At least the longshot and the freedom lancer work as intended. hahahaha



Haha, I appreciate the sentiment:

but that’s not possible for many reasons :slight_smile:

Strongly suspect that some thing just cannot be “fixed” without a substantial part of central, core logic being re-written, and that is not going to happen because it would be (a) expensive, (b) time consuming, and © riskly…

So these input based problems (where button presses are lost when they happen during animations, etc), I don’t think those are going to go away… EVER… Especially since I don’t believe they have even acknowledged them as a problem, EVER…

The Chainsaw interrupt/reload thing, similar thing.
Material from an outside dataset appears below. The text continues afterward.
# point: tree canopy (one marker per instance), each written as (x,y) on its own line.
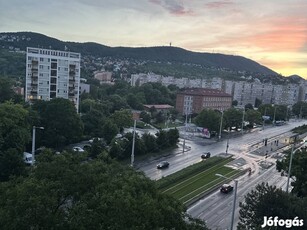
(65,192)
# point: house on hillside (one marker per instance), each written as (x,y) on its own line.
(194,100)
I don’t believe that’s going away ever - that also deals with input processing and events, and lost events… IMO, the best way to deal with it now is to remove the chainsaw interrupt - so once you start to revvup the chainsaw, it always revvs up, it doesn’t stop the revup with damage (like the retro charge doesn’t stop just because you get hit by a snub bullet from across the map)… THAT they could do easily, it’s probably a 1-2 lines of code change (comment out a call to a check).

My experience is completely on the back end of things. I have zero knowledge/experience/interest in GUI technologies for web development, never mind 3D games, physical engines, hit detection, etc… That’s completely outside of my scope… But the first half of my career was spent doing a LOT of high end socket network programming, so I could look at the net code, hahaha :slight_smile:

But even if they wanted me to, hahahaha, they probably couldn’t afford me :slight_smile:


I‘m not a dev, but was involved in many projects. After we decided to return to an inhouse dev team our projects got finished 60-70% quicker, 50% cheaper and with 80% less bugs. So I can understand what you mean. Don’t know of that applies to TC and sometimes there are situations that make it impossible to avoid Outsourcing.
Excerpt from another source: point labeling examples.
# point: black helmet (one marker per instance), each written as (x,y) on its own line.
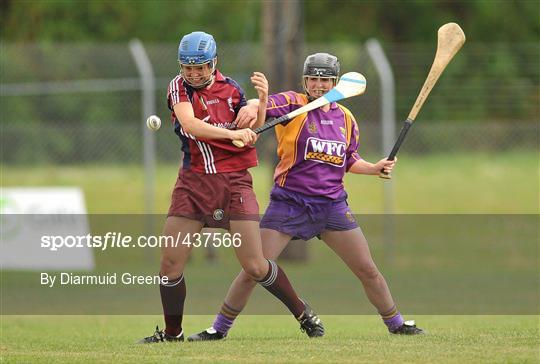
(321,65)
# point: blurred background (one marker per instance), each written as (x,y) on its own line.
(78,80)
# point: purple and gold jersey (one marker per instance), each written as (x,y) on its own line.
(315,149)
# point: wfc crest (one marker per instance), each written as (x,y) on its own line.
(325,151)
(312,127)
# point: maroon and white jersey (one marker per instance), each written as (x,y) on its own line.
(217,105)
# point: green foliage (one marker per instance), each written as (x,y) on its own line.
(240,20)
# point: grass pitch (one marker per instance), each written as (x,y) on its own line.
(271,339)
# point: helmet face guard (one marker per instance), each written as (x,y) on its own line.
(196,49)
(320,65)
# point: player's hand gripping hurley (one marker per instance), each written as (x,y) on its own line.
(349,85)
(450,39)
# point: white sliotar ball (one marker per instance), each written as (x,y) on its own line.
(153,122)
Just a comment on the chainsaw bug: while having it on the same button as reload is stupid this particular bug was not present at launch (the frequent reloads when attempting to chainsaw that is). It was something that started happening during op 2 (or possibly 3) when they changed something. So if they only knew what they did to it there’s hope it could be reverted.
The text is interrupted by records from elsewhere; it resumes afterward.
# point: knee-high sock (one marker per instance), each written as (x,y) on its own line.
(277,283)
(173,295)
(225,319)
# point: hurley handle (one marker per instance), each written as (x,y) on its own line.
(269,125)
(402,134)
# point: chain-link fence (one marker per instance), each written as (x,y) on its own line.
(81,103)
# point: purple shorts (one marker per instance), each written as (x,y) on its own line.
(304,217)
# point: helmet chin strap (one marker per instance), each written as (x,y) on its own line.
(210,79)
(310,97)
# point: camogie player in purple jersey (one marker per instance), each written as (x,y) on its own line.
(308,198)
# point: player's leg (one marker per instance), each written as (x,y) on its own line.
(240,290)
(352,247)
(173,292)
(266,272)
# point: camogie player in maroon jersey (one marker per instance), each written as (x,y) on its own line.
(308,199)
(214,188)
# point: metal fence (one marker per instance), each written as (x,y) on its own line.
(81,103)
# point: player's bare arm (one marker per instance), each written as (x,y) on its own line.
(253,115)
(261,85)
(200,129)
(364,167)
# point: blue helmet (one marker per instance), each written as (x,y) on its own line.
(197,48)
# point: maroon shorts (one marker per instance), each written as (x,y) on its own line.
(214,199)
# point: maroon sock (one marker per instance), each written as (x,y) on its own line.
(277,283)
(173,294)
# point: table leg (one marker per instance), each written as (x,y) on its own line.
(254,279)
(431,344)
I only needed to read this and knew I could stop.

Microsoft has spent so much money on gobbling up studios that they look for opportunity to cut costs wherever they can. Admittedly, I wasn’t aware that this was going on at TC, however, it has been proven to be a HUGE issue over at 343.

Some guy on Youtube made a video where he was reading ex-employee reviews for 343 on Indeed and Glassdoor. Beyond most complaining about there being almost zero management and poor discipline, nearly every review complained about contract workers who would make progress impossible. They mentioned how they would have to train the contract employees in their systems, they would work for a few months, and then quite… Lather, rinse, repeat.

I was blown away by some of the reviews of ex-employees. Sure, some could just be disgruntled, but it truly made it sound like 343 was being asked to make diamonds out of horse crap, because Microsoft wasn’t willing to spend money on their highest grossing IP.


This wouldnt shock me. It’s too the point I want them to sit in my chair and play this game and explain it. Let them deal with this ■■■■■■■■ and explain within reason why they couldnt make a proper game. I’m so pissed off right now.
This isnt something you wait to fix. You do it now.